Although I think the role of the Soviets in the creation of the Eurodollar market cannot be discounted, there is alternate account of the creation of this market that says that the Eurodollar markets emerged as a result of the dramatic expansion in US foreign direct investment after WWII. In other words, as American firms went abroad, their banks followed to continue to serve their customers. I don't know which account has more explanatory power.
The Eurobond markets are certainly a product of capitalist rebellion against US regulations. The Eurobond market emerged after 1963 when the Kennedy administration imposed a tax to discourage US citizens from buying bonds in foreign companies. Of course, as with the Eurodollar markets, what is fascinating is not that these markets emerged but that regulatory officials did not do anything to shut them down. Part of the explanation for this phenomenon must lie in the norms of capitalism whereby the acquisition of property (in this case capital) is seen to confer rights. Hence the restriction of capital movements is viewed as a restriction of individual rights.
Correct me if I am wrong but are Hardt and Negri recounting a linear narrative in which capital defies imperialism over a narrow historical moment?
I don't think that the idea of "stateless" money is at all new; this is not the first time that "big capital" has come to the conclusion that working outside the confines of the state is pretty profitable. Stateless money essentially implies the existence of a private credit arrangement between more than two actors. To this extent, every age of financial globalization had operated through the use of money that is "stateless" to some degree. For example, "bills of exchange" in the fourteenth century allowed Italian merchants to receive payments from clients across Europe without exchanging currency. In essence, bankers learned to create "bank money," and eventually a proto international capital market in these bills of exchange developed as the trade in commodities became less lucrative than the trade in bills of exchange. Prior to the fourteenth century, I am sure that dispersed religious and ethnic communities (e.g., the Jews) helped to create "stateless" forms of money/credit.

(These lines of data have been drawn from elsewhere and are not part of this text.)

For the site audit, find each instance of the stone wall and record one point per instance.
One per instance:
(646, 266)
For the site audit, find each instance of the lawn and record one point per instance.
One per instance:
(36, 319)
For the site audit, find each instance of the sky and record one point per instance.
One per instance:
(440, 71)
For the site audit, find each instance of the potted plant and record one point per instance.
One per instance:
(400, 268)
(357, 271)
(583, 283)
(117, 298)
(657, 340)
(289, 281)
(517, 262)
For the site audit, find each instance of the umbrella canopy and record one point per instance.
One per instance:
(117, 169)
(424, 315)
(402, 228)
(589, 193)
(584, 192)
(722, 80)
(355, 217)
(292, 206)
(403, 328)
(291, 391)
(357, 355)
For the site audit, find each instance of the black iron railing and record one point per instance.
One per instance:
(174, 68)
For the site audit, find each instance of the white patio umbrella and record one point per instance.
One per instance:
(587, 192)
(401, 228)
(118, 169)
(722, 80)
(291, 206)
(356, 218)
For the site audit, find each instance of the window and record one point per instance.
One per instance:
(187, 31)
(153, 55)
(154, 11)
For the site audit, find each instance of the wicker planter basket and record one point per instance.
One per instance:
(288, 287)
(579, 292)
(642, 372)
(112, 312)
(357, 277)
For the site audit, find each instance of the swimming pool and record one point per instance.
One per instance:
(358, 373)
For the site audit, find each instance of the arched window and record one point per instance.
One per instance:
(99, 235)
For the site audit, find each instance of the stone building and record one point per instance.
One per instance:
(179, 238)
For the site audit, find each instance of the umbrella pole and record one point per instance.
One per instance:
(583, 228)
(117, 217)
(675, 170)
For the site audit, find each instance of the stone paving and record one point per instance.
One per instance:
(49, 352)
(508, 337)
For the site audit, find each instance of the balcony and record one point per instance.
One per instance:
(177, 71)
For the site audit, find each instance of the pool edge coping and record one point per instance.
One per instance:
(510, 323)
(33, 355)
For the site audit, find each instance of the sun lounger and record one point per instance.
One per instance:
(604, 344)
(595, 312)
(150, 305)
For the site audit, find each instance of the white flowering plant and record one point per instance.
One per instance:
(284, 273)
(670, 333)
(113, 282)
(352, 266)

There is an ebb and a flow to capitalist history, our age of globalization does not carry universal historical significance. We are not witnessing the first time that capitalism has transcended the boundaries "created by imperialist practices." What is interesting to me is why capitalism transcends the boundaries of the state/empire at certain moments, while other periods are marked by the restriction of strategies of accumulation to national or other "natural" spaces.